Sunday 6 February 2011

Back in the Water Soon







With the hull nearly complete and the crew well through the painting job on Sailing Barge Cambria, the talk is turning to the refloat date. Back in the water for the first time in 17 years! The plan at the moment is dependent upon high Spring Tides which are due to peak on or around the full moons of Feb 21st and March 21st. The Feb ones will be used to move Cambria and her lighter / drydock to a deeper part of the Creek, where the tides have naturally scoured out the mud.
There will then be a mad month of preparation to finish making her top-sides rain proof and removing the 3-year-long cocoon of polytunnel, prior to an attempt to float her out over the back lip of the drydock on 21st March. Everyone points out, though that these 'high tides' are notoriously unpredictable and depend heavily on what storm events are going on in the North Sea and sending extra water up the Swale and then up Faversham Creek. It's going to be a tense month for the team.
Meanwhile we've had a nice relaxing weekend and some good walks. With the barge-painting job almost finished, Dad can spend fewer hours down there in his overalls and more time with us. He has even taken us one walk via the allotments; this almost as part of psyching himself up to return up there after 3 months when he's been unable to turn a spade-full because it's either been soggy wet, snowy or frozen solid. Now though it's warning and drying and things are starting to move. In our own garden we have a fine show of snow drops now, plenty of daffs poking through the ground and some buds expanding on shrubs and trees.

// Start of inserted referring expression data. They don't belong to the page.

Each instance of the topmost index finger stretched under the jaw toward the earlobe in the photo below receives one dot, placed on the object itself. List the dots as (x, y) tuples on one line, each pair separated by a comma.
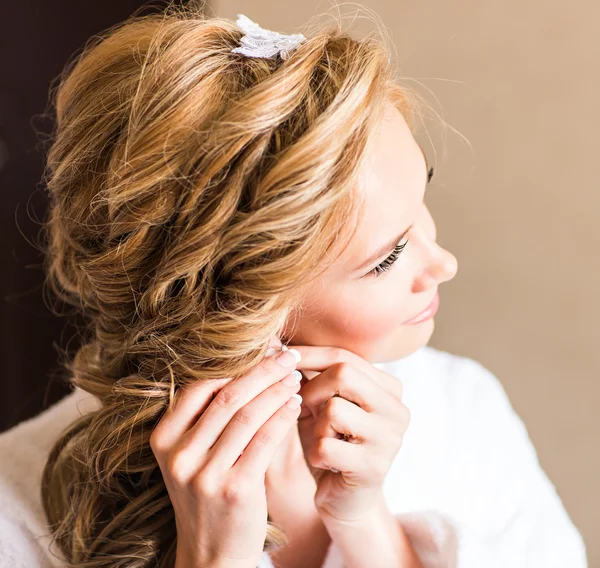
[(319, 358)]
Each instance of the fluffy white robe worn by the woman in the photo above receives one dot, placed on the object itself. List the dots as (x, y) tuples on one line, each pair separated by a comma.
[(466, 484)]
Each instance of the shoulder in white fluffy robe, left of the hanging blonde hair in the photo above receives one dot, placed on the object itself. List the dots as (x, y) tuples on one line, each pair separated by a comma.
[(24, 450)]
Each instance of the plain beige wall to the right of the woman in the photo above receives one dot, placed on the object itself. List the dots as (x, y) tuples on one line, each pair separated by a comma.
[(519, 207)]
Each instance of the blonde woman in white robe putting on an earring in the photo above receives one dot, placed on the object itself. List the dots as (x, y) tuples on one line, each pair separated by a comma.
[(232, 211)]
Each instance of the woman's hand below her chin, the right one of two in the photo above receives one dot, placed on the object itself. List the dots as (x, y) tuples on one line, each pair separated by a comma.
[(348, 396)]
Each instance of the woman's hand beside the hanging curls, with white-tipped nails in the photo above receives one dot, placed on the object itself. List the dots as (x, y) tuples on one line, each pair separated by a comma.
[(214, 455)]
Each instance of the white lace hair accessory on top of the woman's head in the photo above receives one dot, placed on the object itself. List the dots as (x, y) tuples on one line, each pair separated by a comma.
[(259, 42)]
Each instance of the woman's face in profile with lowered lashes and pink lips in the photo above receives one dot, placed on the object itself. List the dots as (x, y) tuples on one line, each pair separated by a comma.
[(351, 307)]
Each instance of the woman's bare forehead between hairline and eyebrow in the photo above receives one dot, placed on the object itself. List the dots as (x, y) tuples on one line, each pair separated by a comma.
[(393, 181)]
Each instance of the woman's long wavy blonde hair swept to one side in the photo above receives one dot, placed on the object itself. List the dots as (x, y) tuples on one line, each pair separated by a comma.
[(194, 192)]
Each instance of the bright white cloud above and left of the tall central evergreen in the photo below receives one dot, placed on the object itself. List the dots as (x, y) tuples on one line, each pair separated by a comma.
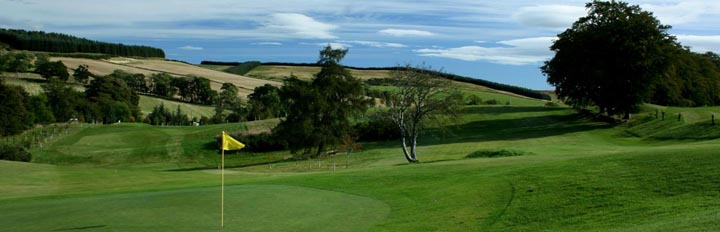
[(300, 26)]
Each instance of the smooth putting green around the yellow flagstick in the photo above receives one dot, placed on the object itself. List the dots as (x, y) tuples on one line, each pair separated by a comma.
[(247, 208)]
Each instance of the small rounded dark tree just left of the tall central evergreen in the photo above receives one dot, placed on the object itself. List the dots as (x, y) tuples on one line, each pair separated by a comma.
[(265, 103)]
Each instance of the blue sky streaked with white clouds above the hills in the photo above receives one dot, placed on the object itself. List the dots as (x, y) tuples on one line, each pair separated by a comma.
[(502, 41)]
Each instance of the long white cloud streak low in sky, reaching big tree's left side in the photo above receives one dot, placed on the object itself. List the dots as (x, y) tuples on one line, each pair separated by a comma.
[(513, 52)]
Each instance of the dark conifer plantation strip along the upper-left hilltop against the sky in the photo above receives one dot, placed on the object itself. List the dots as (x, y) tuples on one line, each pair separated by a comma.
[(55, 42)]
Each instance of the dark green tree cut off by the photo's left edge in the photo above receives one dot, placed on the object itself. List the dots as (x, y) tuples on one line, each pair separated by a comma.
[(15, 117)]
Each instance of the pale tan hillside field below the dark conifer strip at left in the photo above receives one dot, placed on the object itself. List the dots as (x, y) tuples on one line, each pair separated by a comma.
[(150, 66)]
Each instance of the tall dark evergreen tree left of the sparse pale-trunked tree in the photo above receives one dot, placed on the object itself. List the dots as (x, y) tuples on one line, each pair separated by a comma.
[(319, 113)]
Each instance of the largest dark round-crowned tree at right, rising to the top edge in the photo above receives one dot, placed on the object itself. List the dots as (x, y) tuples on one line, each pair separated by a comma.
[(610, 57)]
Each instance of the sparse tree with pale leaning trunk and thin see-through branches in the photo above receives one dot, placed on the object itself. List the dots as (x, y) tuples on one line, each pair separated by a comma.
[(420, 98)]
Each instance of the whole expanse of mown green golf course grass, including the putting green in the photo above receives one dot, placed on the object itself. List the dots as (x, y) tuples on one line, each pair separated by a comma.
[(582, 175)]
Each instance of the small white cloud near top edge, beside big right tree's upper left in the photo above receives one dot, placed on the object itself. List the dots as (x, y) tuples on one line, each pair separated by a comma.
[(549, 16)]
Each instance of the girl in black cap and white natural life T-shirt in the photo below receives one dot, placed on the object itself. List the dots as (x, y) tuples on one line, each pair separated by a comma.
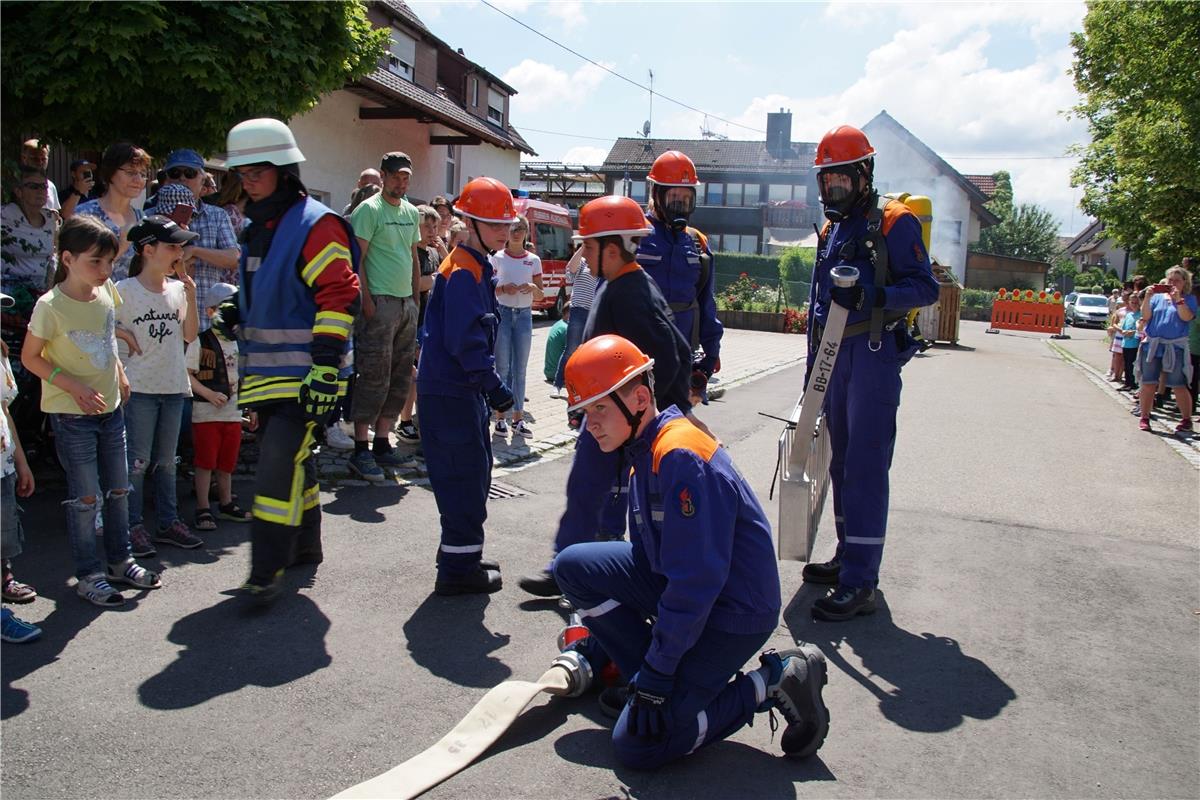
[(155, 321)]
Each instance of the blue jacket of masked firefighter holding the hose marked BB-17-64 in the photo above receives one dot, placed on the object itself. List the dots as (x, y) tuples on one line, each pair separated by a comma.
[(913, 281)]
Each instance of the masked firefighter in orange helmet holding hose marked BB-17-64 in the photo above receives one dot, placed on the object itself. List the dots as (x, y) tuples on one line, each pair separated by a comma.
[(883, 239)]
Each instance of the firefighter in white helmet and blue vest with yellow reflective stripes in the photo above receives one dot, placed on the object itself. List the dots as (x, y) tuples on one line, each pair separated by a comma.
[(293, 315)]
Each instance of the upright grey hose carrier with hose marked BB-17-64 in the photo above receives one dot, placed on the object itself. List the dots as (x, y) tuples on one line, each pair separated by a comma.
[(805, 452)]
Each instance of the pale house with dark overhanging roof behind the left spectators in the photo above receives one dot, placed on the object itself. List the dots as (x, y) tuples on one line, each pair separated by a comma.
[(425, 99)]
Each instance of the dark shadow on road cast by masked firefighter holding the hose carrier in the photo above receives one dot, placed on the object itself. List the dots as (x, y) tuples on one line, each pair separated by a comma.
[(937, 685)]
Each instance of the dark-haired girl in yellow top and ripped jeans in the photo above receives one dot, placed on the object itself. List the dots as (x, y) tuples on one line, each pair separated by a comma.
[(71, 346)]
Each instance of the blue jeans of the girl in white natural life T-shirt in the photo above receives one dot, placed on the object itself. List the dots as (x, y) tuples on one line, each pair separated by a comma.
[(152, 423)]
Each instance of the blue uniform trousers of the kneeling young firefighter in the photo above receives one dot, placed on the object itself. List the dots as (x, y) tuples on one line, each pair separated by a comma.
[(616, 593)]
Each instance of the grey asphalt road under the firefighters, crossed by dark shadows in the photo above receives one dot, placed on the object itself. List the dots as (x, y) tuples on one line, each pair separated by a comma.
[(1039, 633)]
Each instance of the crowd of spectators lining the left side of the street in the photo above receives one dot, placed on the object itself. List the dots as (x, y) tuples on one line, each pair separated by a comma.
[(111, 287)]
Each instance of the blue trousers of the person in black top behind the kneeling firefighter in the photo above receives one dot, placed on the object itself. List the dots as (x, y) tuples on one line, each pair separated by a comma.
[(597, 495)]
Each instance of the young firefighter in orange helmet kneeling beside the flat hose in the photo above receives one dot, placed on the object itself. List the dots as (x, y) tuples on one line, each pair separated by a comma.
[(700, 563)]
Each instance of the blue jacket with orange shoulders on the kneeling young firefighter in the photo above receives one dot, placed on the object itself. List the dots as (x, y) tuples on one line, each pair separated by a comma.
[(700, 526)]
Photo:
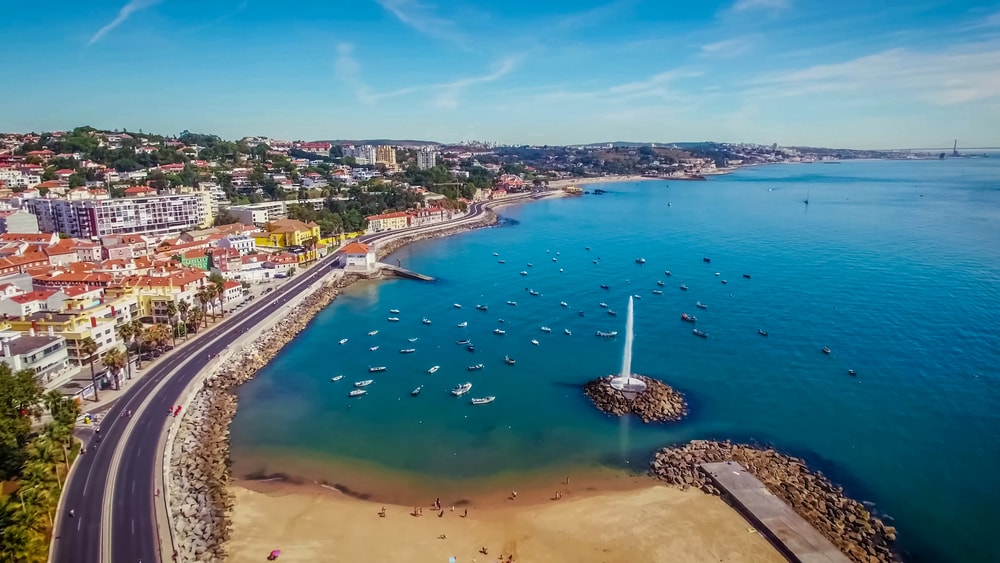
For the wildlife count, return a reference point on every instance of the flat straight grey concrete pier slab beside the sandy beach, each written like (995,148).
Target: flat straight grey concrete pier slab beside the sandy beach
(795,538)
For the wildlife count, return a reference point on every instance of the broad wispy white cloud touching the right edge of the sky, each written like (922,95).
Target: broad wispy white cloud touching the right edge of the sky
(967,74)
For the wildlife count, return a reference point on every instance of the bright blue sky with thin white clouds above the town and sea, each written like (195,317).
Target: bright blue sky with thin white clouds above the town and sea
(849,73)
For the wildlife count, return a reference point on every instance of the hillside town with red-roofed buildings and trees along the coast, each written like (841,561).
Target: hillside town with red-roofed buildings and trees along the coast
(114,244)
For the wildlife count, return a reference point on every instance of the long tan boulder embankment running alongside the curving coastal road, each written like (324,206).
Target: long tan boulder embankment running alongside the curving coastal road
(199,469)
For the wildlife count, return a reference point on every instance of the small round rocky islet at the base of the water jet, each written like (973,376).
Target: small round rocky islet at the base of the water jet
(658,403)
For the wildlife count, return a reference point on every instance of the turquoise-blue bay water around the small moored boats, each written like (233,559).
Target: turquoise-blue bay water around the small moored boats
(893,265)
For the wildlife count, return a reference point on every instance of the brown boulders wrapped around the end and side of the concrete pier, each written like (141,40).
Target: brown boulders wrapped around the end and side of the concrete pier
(844,521)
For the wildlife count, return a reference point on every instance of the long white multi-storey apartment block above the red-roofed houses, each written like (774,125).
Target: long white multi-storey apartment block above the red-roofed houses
(149,215)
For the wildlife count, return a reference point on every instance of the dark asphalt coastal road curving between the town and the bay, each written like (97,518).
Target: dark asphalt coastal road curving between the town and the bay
(111,488)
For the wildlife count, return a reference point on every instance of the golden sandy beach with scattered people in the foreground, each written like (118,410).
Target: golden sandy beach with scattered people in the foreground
(652,522)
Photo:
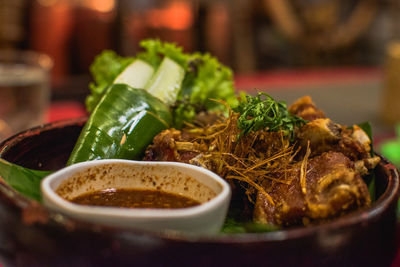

On the social side we had a lovely dinner yesterday with Diamond, John and (unfortunately) Rags-the-ASBO who I still do not love like I have been told I should. I am a constant source of despair to Mum and Dad as I sit up high on easy chairs curling my lip at him as he ambles about in a restless but unconcerned manner. Dogs! they say. Who'd have them?
Tomorrow spare a thought for Mum and Dad (and the Pud Lady) as the troops head for Hastings and Stamp Man's funeral.